Spectacular Somerset

TODAY I took a day off and headed for the Levels, hoping to see an Osprey perhaps.  I visited Natural England's Shapwick Heath and two of the hides there.  A long but sociable wait in first hide provided generally distant views of hobbies, marsh harriers and the occasional great white egret.  A fly-by kingfisher and a squealing water rail were seemingly the only other highlights, but when the rail was shooed out of the reeds by a moorhen and gave us a great view.

Back to the car past the "scrape" provided sightings of b-t godwits, greenshank, lapwings and more egrets.

I then drove round to the other end of the reserve and found a couple of slow-worms in the usual place.  Then onto Canada Farm hide and I settled down for a long wait alone.  It was a blustery day which I thought may stifle my chances, but eventually one of the pair of kingfishers seen dashing around settled in front of the window.  Even in the somewhat overcast conditions the colours still shone out beautifully.

After a while I started to think about heading off, but then caught movement out of the corner of my eye and saw a grass snake swimming towards me from an island opposite; this is only the second time that I've seen such a thing.

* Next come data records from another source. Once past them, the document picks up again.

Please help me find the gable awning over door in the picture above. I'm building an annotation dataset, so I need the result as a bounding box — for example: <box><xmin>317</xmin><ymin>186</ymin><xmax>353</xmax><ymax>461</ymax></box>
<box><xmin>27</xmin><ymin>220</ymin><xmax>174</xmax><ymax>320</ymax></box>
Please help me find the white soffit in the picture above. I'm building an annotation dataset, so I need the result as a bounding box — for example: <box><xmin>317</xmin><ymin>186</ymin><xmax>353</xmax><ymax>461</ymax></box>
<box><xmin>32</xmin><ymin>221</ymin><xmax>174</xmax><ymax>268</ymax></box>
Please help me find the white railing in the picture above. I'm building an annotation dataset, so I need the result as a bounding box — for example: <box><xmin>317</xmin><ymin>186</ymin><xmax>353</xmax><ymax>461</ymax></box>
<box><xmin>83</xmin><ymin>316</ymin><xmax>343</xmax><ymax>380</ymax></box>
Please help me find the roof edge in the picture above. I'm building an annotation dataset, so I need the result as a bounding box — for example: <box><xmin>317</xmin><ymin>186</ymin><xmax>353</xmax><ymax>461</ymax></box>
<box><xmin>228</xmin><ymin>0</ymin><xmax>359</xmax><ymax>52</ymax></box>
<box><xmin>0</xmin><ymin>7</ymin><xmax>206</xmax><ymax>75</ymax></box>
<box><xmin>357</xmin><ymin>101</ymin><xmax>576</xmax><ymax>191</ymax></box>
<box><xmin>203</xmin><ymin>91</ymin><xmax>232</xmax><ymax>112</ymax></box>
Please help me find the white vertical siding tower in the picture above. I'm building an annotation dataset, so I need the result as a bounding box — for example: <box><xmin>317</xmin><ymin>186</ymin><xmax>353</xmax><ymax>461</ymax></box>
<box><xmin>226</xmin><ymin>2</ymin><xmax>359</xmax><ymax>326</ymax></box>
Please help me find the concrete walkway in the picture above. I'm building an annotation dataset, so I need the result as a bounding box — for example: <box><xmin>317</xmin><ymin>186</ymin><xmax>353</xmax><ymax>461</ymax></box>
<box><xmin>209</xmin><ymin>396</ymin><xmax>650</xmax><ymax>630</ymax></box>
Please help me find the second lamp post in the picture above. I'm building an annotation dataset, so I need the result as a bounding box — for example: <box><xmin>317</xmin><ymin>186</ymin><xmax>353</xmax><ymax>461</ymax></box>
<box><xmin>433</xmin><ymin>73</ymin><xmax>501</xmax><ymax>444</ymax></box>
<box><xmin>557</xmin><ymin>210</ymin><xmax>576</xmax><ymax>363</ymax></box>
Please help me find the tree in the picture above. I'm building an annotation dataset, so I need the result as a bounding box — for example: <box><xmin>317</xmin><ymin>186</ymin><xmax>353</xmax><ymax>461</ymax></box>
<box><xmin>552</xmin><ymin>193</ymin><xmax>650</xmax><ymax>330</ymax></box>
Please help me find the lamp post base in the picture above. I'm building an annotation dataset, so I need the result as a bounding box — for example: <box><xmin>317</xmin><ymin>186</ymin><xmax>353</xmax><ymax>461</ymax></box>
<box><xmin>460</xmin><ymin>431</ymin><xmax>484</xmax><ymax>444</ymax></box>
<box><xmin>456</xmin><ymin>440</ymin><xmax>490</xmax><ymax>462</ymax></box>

It felt like a good day and that my luck was in, so I stayed put and the kingfisher returned.  I was then, finally ready to go, but waited just a little longer and there in front of the hide an otter appeared for a few seconds then dived and disappeared.

Speckled Wood

There was no further sightings so felt that maybe I had done quite well and it was time to head home!

Monday, 31 August 2015

Wonderful Scotland (Day 7)

Now into July, we decided to make the trip up to the far north and had a wonderful day.  We drove to Durness, which is pretty much as far as you can go, via an amazing route along a huge glacial valley - the weather hung over our heads providing breath taking views. 


Durness is a tiny place bordering the coast, with a wonderful huge beach backed by sand dunes.

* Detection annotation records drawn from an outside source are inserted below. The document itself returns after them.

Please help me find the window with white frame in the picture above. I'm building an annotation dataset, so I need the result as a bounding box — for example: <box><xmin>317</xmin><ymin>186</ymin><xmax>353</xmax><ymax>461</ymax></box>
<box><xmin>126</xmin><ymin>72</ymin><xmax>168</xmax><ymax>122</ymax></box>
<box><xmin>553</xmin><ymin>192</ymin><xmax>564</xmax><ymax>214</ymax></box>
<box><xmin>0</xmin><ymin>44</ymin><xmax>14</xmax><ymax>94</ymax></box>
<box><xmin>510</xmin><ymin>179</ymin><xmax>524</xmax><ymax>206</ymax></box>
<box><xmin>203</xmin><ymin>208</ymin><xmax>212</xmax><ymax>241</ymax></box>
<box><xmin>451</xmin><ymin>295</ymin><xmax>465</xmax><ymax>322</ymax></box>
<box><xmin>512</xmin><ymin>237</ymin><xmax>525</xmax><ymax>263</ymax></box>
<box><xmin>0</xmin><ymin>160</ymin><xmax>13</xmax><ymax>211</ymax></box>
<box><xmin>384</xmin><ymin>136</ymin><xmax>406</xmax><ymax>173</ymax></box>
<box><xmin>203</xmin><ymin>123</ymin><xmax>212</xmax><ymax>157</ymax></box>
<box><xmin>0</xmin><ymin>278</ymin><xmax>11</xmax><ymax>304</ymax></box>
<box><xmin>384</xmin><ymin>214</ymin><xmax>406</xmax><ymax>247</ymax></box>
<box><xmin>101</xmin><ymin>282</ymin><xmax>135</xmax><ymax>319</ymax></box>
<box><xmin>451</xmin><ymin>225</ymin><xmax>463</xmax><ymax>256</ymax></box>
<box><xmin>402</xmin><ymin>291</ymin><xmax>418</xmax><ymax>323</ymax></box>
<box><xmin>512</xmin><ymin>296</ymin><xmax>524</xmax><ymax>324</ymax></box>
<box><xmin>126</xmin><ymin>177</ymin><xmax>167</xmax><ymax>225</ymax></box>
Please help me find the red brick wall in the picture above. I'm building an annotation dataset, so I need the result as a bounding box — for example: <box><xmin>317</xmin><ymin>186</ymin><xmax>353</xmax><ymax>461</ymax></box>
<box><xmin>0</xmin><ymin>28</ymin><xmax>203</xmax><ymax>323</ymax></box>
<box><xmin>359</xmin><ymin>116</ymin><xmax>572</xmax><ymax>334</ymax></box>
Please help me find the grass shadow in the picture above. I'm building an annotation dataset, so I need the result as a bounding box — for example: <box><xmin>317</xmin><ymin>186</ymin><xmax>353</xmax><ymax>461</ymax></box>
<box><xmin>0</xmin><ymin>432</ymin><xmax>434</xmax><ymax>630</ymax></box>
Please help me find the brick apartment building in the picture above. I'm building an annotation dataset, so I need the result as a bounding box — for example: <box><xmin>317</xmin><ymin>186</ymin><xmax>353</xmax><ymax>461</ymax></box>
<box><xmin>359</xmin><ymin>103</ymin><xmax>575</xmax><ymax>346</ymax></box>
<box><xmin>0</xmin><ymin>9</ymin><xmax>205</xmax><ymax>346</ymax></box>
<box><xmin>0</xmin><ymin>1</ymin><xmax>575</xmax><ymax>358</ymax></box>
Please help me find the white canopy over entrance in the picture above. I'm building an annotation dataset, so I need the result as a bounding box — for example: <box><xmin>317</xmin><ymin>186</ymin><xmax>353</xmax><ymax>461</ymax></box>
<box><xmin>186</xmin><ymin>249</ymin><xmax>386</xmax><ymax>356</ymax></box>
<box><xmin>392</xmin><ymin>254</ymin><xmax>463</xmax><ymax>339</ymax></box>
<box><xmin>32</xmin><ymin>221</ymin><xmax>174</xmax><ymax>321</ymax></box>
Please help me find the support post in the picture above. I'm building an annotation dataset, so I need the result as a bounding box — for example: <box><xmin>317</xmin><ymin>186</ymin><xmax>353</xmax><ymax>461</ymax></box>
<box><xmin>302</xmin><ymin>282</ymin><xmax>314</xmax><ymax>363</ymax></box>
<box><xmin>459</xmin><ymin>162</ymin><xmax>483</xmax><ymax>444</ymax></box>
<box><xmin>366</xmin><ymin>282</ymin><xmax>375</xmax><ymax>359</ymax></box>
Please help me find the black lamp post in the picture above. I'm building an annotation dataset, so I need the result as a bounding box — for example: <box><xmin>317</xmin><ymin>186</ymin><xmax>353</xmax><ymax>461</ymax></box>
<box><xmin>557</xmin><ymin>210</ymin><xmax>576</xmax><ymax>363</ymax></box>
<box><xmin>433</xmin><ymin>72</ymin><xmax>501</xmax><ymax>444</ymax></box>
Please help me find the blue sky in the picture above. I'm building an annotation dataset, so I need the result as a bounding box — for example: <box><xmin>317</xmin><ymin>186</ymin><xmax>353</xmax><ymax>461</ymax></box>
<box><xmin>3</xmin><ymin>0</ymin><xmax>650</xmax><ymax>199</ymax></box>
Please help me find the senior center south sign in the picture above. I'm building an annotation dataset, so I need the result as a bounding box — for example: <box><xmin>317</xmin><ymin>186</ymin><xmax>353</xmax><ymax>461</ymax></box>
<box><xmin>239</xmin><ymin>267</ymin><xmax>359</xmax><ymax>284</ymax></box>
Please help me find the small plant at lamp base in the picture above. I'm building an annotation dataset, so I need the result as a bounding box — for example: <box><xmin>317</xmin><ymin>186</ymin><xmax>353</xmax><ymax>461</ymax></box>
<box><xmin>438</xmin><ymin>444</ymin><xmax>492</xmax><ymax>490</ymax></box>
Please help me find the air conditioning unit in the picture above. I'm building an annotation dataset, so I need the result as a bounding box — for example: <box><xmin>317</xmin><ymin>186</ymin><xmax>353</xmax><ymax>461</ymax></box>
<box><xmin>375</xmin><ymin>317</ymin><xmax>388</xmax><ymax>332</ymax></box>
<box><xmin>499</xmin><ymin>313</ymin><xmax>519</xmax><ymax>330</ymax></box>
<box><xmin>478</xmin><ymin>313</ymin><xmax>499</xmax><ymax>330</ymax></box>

I was particularly keen to see or hear a corncrake, knowing that there were some in the area, so asked in the TIO and was told to take a look in the field behind the SPAR shop!  Armed with this valuable local knowledge, I tracked down a small uncut paddock behind the shop and between a football pitch.  Sure enough, after a few minutes waiting, I heard the crex crex call over that sound of a mower near by.  However hard I tried I could not spot it, but it was fabulous to have my first corncrake experience.

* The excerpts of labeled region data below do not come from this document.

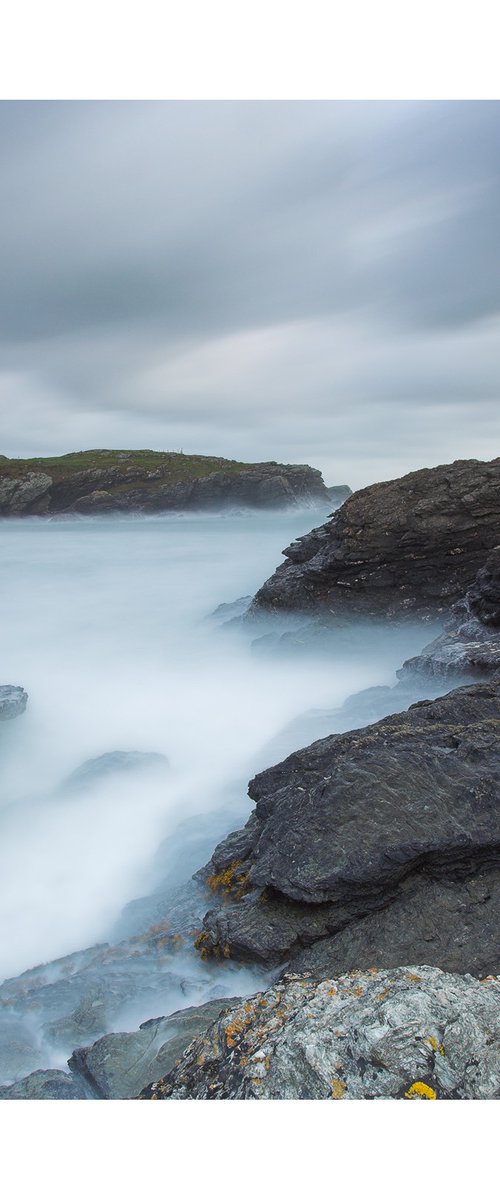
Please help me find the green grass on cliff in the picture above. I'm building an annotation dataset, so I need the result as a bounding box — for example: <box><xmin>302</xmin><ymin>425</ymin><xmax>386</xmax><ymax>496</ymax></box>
<box><xmin>0</xmin><ymin>450</ymin><xmax>251</xmax><ymax>482</ymax></box>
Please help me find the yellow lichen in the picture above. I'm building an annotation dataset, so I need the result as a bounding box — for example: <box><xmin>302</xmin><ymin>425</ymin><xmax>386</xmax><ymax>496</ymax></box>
<box><xmin>404</xmin><ymin>1080</ymin><xmax>438</xmax><ymax>1100</ymax></box>
<box><xmin>330</xmin><ymin>1079</ymin><xmax>348</xmax><ymax>1100</ymax></box>
<box><xmin>206</xmin><ymin>858</ymin><xmax>248</xmax><ymax>900</ymax></box>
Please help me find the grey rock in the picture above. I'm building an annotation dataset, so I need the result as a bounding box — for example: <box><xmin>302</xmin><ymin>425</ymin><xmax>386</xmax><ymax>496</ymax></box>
<box><xmin>326</xmin><ymin>484</ymin><xmax>353</xmax><ymax>508</ymax></box>
<box><xmin>249</xmin><ymin>458</ymin><xmax>500</xmax><ymax>620</ymax></box>
<box><xmin>0</xmin><ymin>684</ymin><xmax>28</xmax><ymax>721</ymax></box>
<box><xmin>61</xmin><ymin>750</ymin><xmax>168</xmax><ymax>791</ymax></box>
<box><xmin>0</xmin><ymin>1070</ymin><xmax>88</xmax><ymax>1100</ymax></box>
<box><xmin>141</xmin><ymin>965</ymin><xmax>500</xmax><ymax>1100</ymax></box>
<box><xmin>397</xmin><ymin>547</ymin><xmax>500</xmax><ymax>682</ymax></box>
<box><xmin>68</xmin><ymin>996</ymin><xmax>240</xmax><ymax>1100</ymax></box>
<box><xmin>198</xmin><ymin>683</ymin><xmax>500</xmax><ymax>971</ymax></box>
<box><xmin>0</xmin><ymin>470</ymin><xmax>52</xmax><ymax>516</ymax></box>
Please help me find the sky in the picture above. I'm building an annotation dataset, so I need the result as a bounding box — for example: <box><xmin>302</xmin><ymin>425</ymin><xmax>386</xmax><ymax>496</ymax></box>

We then drove to the end of the road to the beach and set off on a long walk around the peninsula past the beehive MoD property; the beach was pretty much empty.

We walked over the dunes and, where not grazed, enjoyed the diverse wild flowers including rich machair.  We reached a puffin nesting colony and sat on the cliff top watching these and other sea birds, sitting amongst frog orchids.

Where the dunes had open cliff faces we found a few sand martin colonies - it was great to see these birds in a natural settings, rather than a quarry or artificial bank on a nature reserve.

Walking back to the car we came across this wonderful daisy-lined path on the way down to the beach.


We had parked outside this lovely old barn inhabited by nesting swallows.  Peering in there were years of nests that had accumulated on the beams.  Whilst trying to take images of the swallows, a stoat appeared running across the road dragging a rabbit carcass back to a nest somewhere at the base of the dry stone wall.


He went backwards and forwards and at one time starred right back!


The swallows were not too impressed:


Driving back up the road we spotted three stoat kits prancing around on the road, but I was not quick enough to take a photo.

We drove back on a twisty scenic route and found that lots of deer roaming around, very relaxed, even in garden of an empty house.

A great day enhanced by a visit to a superb restaurant next to a loch, where a Scottish singer gave use a short rendition. Wow!